Although CPAs may be thought of as low-risk businesses, like in any business, mistakes happen. Even the most detail-oriented accountant has to plan for the worst-case scenario. An unsatisfied client may look to challenge a tax filing or write-up work, and quickly decide to file a claim against your company. The cost of defending yourself against a lawsuit may be just as costly, if not more, than the claim itself. Having accountants liability insurance can protect you against unforeseen claims and court costs.

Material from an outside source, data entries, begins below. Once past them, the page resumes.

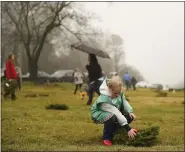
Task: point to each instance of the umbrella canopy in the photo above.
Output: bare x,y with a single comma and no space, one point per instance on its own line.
90,50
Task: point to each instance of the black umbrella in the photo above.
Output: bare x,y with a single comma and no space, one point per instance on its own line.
87,49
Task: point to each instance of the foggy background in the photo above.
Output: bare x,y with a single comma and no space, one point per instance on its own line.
144,38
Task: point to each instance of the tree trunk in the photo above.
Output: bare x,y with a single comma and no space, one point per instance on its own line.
33,68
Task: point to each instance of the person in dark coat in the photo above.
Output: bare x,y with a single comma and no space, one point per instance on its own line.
12,77
95,77
133,82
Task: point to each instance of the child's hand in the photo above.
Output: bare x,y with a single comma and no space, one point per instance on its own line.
132,133
132,116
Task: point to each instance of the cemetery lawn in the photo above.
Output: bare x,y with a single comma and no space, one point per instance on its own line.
26,125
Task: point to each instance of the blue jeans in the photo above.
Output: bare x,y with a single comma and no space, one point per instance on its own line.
94,87
111,125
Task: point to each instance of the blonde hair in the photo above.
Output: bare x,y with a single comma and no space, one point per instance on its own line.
115,83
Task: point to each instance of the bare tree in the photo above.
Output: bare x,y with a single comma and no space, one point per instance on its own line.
34,22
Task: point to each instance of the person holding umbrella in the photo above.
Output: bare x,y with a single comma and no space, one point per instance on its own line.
95,77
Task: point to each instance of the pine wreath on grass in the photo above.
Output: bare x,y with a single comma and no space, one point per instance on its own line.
145,138
57,106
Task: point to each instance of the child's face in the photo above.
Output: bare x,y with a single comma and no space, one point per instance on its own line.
115,92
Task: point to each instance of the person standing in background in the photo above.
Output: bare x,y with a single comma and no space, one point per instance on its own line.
95,77
78,80
127,80
133,82
12,77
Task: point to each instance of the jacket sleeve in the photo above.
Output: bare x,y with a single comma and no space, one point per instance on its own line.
121,118
127,107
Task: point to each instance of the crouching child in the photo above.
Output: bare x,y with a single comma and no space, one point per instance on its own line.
113,110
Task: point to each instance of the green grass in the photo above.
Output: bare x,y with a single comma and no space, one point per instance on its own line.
27,125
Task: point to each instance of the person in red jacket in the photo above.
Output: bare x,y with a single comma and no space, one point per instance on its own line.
11,76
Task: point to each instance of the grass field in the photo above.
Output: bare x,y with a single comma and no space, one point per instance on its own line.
27,125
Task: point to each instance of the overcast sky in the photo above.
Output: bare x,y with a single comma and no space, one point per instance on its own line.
153,34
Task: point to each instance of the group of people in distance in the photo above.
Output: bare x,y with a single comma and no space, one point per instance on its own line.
111,107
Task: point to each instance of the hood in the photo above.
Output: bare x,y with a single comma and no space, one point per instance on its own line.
104,89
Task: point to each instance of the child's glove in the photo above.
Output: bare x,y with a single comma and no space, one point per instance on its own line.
132,133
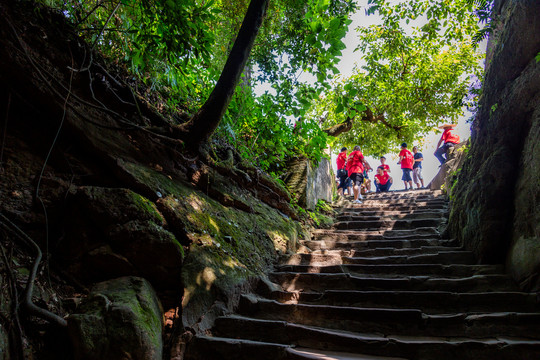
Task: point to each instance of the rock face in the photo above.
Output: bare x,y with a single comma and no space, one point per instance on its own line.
446,176
121,319
383,284
115,201
117,232
495,202
310,184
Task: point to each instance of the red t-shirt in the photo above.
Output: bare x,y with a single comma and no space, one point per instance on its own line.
447,136
382,179
354,162
408,159
341,160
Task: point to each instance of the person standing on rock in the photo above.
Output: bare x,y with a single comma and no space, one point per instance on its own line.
383,165
355,168
406,159
448,139
417,168
342,174
383,181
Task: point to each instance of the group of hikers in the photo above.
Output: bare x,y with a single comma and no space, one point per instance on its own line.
353,168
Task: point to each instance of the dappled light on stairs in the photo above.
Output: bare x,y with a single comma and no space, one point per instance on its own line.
383,284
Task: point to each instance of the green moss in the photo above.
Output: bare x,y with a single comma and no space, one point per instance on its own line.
147,206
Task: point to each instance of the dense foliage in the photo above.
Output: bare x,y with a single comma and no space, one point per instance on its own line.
414,78
415,73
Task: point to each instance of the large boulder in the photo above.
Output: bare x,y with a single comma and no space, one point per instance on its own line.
446,177
120,319
117,232
495,209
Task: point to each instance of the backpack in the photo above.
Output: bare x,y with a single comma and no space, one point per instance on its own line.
408,158
342,172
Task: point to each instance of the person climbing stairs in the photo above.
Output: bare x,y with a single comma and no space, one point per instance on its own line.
384,283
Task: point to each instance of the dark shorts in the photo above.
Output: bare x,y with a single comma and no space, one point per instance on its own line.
406,175
357,178
344,182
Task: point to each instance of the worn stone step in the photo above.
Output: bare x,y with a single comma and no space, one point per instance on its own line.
290,281
442,257
440,348
430,302
371,244
218,348
387,251
376,205
410,322
389,224
376,234
437,270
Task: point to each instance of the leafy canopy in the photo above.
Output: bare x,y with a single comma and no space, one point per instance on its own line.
414,77
415,72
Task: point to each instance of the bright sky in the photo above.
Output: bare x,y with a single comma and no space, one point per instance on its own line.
431,164
427,146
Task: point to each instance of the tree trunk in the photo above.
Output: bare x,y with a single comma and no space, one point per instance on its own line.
203,124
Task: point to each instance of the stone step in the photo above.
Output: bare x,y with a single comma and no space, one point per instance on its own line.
442,257
410,322
376,205
439,270
386,251
330,244
391,215
291,281
217,348
430,302
389,224
378,234
302,336
405,200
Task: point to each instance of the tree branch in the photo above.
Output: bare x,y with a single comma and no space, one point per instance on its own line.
367,116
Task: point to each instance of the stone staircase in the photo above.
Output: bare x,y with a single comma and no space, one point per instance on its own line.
383,284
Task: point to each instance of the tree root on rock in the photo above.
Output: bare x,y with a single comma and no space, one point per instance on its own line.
32,308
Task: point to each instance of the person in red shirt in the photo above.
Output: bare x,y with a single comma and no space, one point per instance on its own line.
383,181
344,181
406,159
448,139
383,164
355,168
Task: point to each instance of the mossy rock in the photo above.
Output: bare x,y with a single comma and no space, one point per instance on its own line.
109,206
121,319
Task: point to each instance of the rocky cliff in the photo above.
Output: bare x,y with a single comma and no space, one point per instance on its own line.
495,203
84,176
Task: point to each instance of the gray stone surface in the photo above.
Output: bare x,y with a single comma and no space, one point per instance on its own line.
405,298
308,184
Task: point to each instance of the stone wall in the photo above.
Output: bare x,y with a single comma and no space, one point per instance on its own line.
495,204
308,183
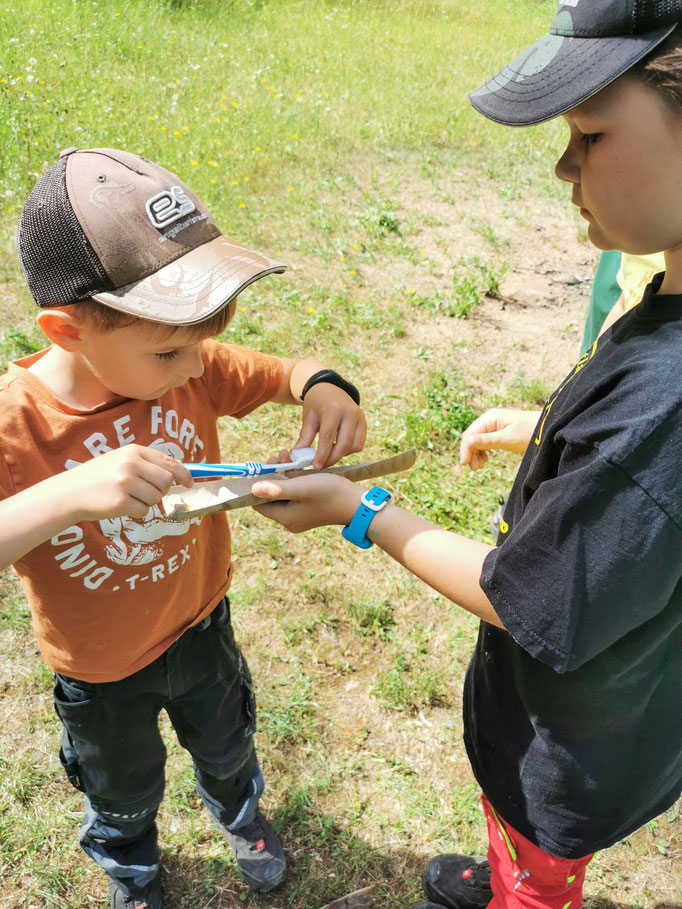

Who Should Protect Themselves?
Anyone who prepares and examines financial records or financial operations should consider obtaining coverage. This may include the following:
- Certified public accountants
- Tax preparers
What Size of Business Is Covered?
Whether you’re starting out your CPA business or have an established practice, accountants liability insurance is an important asset to any growing business. The following business structures can be covered:
- Small firm: Up to three accountants and annual revenues up to $400,000
- Mid-sized firm: Four or more accountants and annual revenues greater than $400,000
- Large firm: Annual billing of at least $10 million
What Are the Types of Coverage?
Mistakes aren’t one size fits all. Professional liability policies provide coverage for the following:
- Omissions or Errors
- Liability suits
- Breach of duty
- Negligent act
- Misleading statements
Accountants liability insurance is available for firms of all sizes who are committed to the integrity of their practice. Adding coverage to your business can mean fewer worries and a greater focus on growing your business.